When an accident occurs involving drunk driving, many people do not know that the party that served the alcohol to the intoxicated person may be held liable for their negligence in serving the intoxicated party. However, there are exceptions. These exceptions typically occur when the chain of events does not show a direct link of causation between the consumption of alcohol and subsequent accident or injury. If there are intervening causes or an event occurs that breaks the chain of causation, the party who furnished the alcohol to the intoxicated party who caused the accident may not be liable.

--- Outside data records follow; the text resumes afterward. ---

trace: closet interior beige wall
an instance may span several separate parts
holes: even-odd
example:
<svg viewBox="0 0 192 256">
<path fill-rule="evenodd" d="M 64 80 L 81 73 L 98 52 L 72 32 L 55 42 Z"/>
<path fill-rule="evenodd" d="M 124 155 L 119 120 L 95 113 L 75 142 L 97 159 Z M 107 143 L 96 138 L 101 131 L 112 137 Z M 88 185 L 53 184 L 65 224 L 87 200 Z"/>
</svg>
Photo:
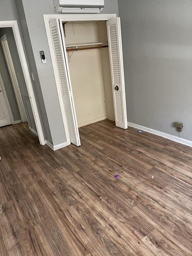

In a recent court opinion, questions concerning the scope of a liquor licensee’s liability for injuries its patron caused after a night of drinking came under consideration. The day before the accident occurred, a man had worked a twelve-hour shift at his warehouse job. After finishing his shift, he headed to a family wedding reception, where he had some beer. After, he went out with a group of friends to a club owned by the defendant. On the way to the club, the man stopped at a convenience store and purchased a twenty-four-ounce container of beer, which he consumed while driving to the club. After several drinks at the club, the man and his group headed home for the night at around 2am and fell asleep.
At around 5am, the man got up to drive some friends home when he crashed his pickup truck into a car stopped at a red light, killing both of the car’s occupants. He was arrested at the scene and convicted of two counts of manslaughter and sentenced to 14 years in prison. The family members of those killed in the DUI accident filed a lawsuit, asserting dram shop liability against the club.